EDIT: I was trying to find the original tweets by the company but it looks like there are only quote-retweets talking about it left as the originals have been deleted.
Yeah, completely killed my interest in the project. That “you work yourself into poor health so we get rich” attitude is toxic and has killed too many otherwise promising projects because it’s unsustainable.
Well, I am not huge fan of the hustle culture either but its technically not "unpaid overtime" if the expectations around how much time commitment is expected is made known upfront along with the salary.
It could have been much worse if these expectations were found out after joining.
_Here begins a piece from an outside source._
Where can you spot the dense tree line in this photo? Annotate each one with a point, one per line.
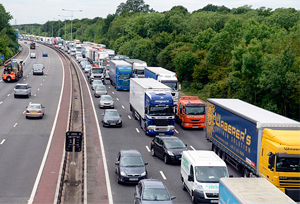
(8, 40)
(245, 53)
This is what I have been saying. Amazon makes people work 8-12 hours a day here in India and its not even talked about.
And this is not actually known before joining. At least bun says that outright.
Some people actually don't mind working hard unlike others if things are interesting. Not everyone is the same. There is certainly more fun working on bun out in the open than solving some random bug in Netflix, Amazon without even being noticed. And with forewarned warning.
Can Bun be built with musl instead of glibc. How many third party libaries do we need to install to compile Bun from scratch.
I get this error:
./build.zig:254:17: error: no member named 'isAARCH64' in enum 'std.target.Arch'
if (arch.isAARCH64()) {
^
/usr/lib/zig/std/special/build_runner.zig:170:24: note: referenced here
.ErrorUnion => try root.build(builder),
^
make: *** [Makefile:1010: dev-obj] Error 1
https://deno.com/blog/v1.25#new-experimental-http-server-api
I guess this is not being used here?
Edit:
In fact in the HTTP benchmarks Deno seems to be much faster than Bun.